I ain't the top guy on semi's compared to some but ideally IMO the recoil spring is strong enough to prevent slide battering at rear of travel, and yet not so strong with chosen ammo to prevent a full and efficient excursion of slide motion.
Much in the end can be down to compromize and too strong a spring could prejudice use of slightly sub power ammo and lead to ftf trouble.
The purpose of the recoil spring is more a means to store energy to return the slide to battery & provide power to strip and chamber the next top round out of the magazine than it is to prevent frame battering or reduce felt recoil.
Ditto: that an overly strong recoil spring combined w/ under power ammo will cause ejection problems.
Altering the "power & strength" of the recoil spring does more to adjust & "fine tune" the semi~automatic timing cycle than to prevent frame battering.

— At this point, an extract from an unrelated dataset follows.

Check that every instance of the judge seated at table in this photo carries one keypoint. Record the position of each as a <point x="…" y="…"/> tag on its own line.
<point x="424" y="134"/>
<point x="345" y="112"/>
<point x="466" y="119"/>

I put this Sprinco unit in both my Kimber 1911, and a Para P-12-45, and I have never looked back. It is a buffer, in that a short spring is picked up very near the end of rearward slide travel by the spring cap.
It is also what designer Alan calls a "recoil reducer". I find that the gun feels tighter and much more damped, rather than a lot of slide inertia slinging itself back and forth. It helps me to get follow-up shots lined up faster.
He says they have a couple of test guns with 200,000+ rounds and no cracks in the frame. (I can't wait to see the new ultra-slo-mo videos I've heard about, showing frame flex during fire cycle, both polymer and steel frames).
The only down side is some extra effort and technique to manually lock the slide back. That was easy to master and should only be an issue for those with reduced hand/arm strength.
I know some don't like a long spring guide, but reliability has been flawless for several thousand rounds now in the Kimber. And mine is the +P version, which will sometimes cause a problem with light target loads, but at least for me, no problems there either. I sold the P-12 and last I heard the new owner kept it in too.